3) Age appropriate rewards and timeouts for their behaviors
Rewards for toddlers/preschoolers can often benefit e.g. simple sticker charts. School going children can benefit from knowing that if they earn enough points they get to choose to read to someone, can go to playground or monitor the class. For older kids have the privilege of spending time with friends on the weekends. Only allow a teen to borrow the car if he has done all of his chores on time throughout the week.
Time-out area should be easily accessible and in such a location that the child can be easily monitored while in time-out. Generally for younger kids it is considered more effective to have short period of time-out (about 5-10 minutes), rather than long periods such as half an hour to one hour.

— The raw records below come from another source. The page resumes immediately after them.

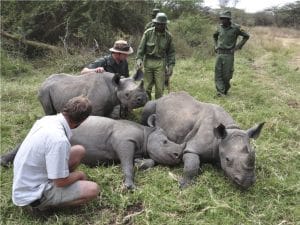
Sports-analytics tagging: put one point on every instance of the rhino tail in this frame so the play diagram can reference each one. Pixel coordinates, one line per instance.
(9, 157)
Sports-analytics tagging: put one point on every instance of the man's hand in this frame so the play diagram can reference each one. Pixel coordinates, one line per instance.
(139, 63)
(99, 70)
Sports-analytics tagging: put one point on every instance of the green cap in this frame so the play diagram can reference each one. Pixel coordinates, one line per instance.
(225, 14)
(160, 18)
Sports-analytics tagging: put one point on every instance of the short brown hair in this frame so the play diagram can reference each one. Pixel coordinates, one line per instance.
(77, 109)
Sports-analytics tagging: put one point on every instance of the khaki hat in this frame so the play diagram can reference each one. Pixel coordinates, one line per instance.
(225, 14)
(161, 18)
(121, 46)
(155, 11)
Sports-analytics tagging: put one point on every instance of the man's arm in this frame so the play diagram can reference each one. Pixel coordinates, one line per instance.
(245, 36)
(72, 178)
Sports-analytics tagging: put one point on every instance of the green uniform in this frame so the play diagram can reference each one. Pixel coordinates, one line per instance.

4) The “3 Fs” of positive discipline outcome
FIRM: Rules should be clearly stated and then followed when the inappropriate behaviors occurs. For example: Giving children a “count of three” to do what you are asking is a good way to avoid problems. The child will probably test the “count of three”. (Our kids would push us to 2 ½, 2 5/8, and so forth). But if parents are consistent, and give the child a time out or other consequence after the count of 3, the child will learn that his parents mean business.
FAIR: The punishment should fit the crime. Also in the case of inappropriate behavior, penalty should be stated in advance so the child knows what to expect. Harsh punishment is not necessary. Using a simple Time Out can be successful when it is used every time the inappropriate behavior occurs.
FRIENDLY: Use a friendly but firm message when letting a child know they have misbehaved. Encourage them to try to remember what they should do instead to avoid future penalty. Work at “catching them being good” and praise them for appropriate behavior.
5) Don’t pressure anything that you can’t implement:
When a parent creates pressure out of anger such as “You are stuck for the rest of the summer,” it is unrealistic. When parents calm down and think about what penalty they can practically implement (e.g. “You are grounded this weekend”), discipline will be more consistent. Use helping chores as penalty when your child misbehaves. Children and especially teenagers expect to be punished when they break the rules. They will actually feel better when they know they are helping their mother with her household chores.